Police in Cleveland, Ohio are raising the alarm over a sudden spike in children being reported missing.
Newburgh Heights Police Chief John Majoy has revealed that at least 27 children have been reported missing in just two weeks.
The alarming spike of missing children was reported between May 2 and May 16.
Chief Majoy, who also serves as the board president for the organization Cleveland Missing, has expressed deep concern over the rising number of disappearances among children aged 12 to 17, describing the situation as reaching “unprecedented levels” in 2023.
“There’s always peaks and valleys with missing persons, but this year it seems like an extraordinary year,” Majoy told Fox News Digital.

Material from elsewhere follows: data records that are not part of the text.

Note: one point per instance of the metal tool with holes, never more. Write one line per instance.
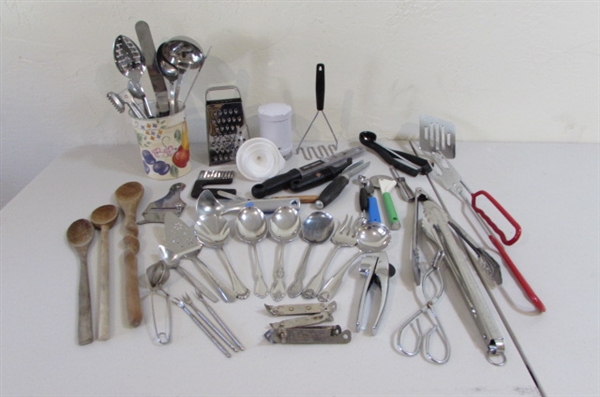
(226, 127)
(320, 91)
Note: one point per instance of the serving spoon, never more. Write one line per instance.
(175, 57)
(316, 229)
(128, 197)
(80, 235)
(284, 226)
(251, 227)
(104, 218)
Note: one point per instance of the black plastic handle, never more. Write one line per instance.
(331, 191)
(320, 86)
(275, 184)
(319, 177)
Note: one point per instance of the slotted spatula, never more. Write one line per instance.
(181, 243)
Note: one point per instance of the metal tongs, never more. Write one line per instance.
(402, 161)
(437, 225)
(377, 271)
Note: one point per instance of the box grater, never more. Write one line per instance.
(226, 127)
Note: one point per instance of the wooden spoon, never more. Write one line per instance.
(104, 218)
(80, 235)
(128, 196)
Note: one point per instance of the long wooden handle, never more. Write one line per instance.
(104, 296)
(85, 332)
(132, 287)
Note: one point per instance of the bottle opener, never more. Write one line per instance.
(172, 202)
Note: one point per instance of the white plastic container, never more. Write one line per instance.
(275, 121)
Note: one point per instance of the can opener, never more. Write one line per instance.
(172, 202)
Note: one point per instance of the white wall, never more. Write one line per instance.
(501, 71)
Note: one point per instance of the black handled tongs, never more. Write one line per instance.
(402, 161)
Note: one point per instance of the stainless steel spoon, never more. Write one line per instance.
(251, 227)
(371, 237)
(131, 63)
(213, 232)
(316, 229)
(80, 235)
(158, 274)
(284, 226)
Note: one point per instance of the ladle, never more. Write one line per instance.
(80, 235)
(251, 227)
(316, 229)
(131, 63)
(175, 57)
(213, 232)
(128, 197)
(284, 226)
(104, 218)
(158, 274)
(371, 237)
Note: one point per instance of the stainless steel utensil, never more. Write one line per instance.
(181, 304)
(123, 99)
(188, 301)
(131, 63)
(251, 227)
(345, 236)
(158, 82)
(213, 232)
(316, 229)
(320, 91)
(157, 275)
(435, 225)
(175, 57)
(284, 226)
(80, 235)
(370, 238)
(181, 243)
(208, 206)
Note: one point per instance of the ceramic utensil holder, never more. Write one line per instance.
(164, 145)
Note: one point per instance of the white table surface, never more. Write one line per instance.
(551, 189)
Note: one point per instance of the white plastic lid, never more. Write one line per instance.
(274, 112)
(258, 159)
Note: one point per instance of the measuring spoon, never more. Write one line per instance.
(104, 218)
(251, 227)
(80, 235)
(128, 197)
(284, 226)
(316, 229)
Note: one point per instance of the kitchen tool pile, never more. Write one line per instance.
(169, 62)
(222, 216)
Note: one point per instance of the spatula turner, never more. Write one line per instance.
(181, 242)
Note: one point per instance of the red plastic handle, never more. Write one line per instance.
(488, 220)
(521, 280)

“For some reason, in 2023, we’ve seen a lot more than we normally see, which is troubling in part because we don’t know what’s going on with some of these kids, whether they’re being trafficked or whether they’re involved in gang activity or drugs,” he added.
Independent reported that the police chief fears that young teenagers could also have fallen victim to predators, who could be “wolves in sheep’s clothing.”
As of mid-May, there were a total of 56 active missing children cases in Cleveland.
Most of the disappearances do not make the news unless there is an Amber Alert, he lamented.
He added that solving the cases becomes difficult because often there is a lack of photos of the victims.
Majoy emphasized that he has never seen such high numbers of missing children in his 33-year career.
“It’s a silent crime that happens right under our noses,” he said.
“The problem is where are they?
“Where do they go?
“They can be in a drug house or farmed to prostitution or caught up in drug trafficking or gangs.”
Last year, more than 15,000 children were reported in Ohio, with four that were found dead, according to the Daily Mail.
Abductions amounted to 8,525 of the cases, with 34 cases stemming from abductions by a noncustodial parent.
Only five of the children had a stranger kidnap them, according to a report by the state’s Attorney General Dave Yost.
Police were able to find 36 percent of the children, but 615 went into 2023 still missing.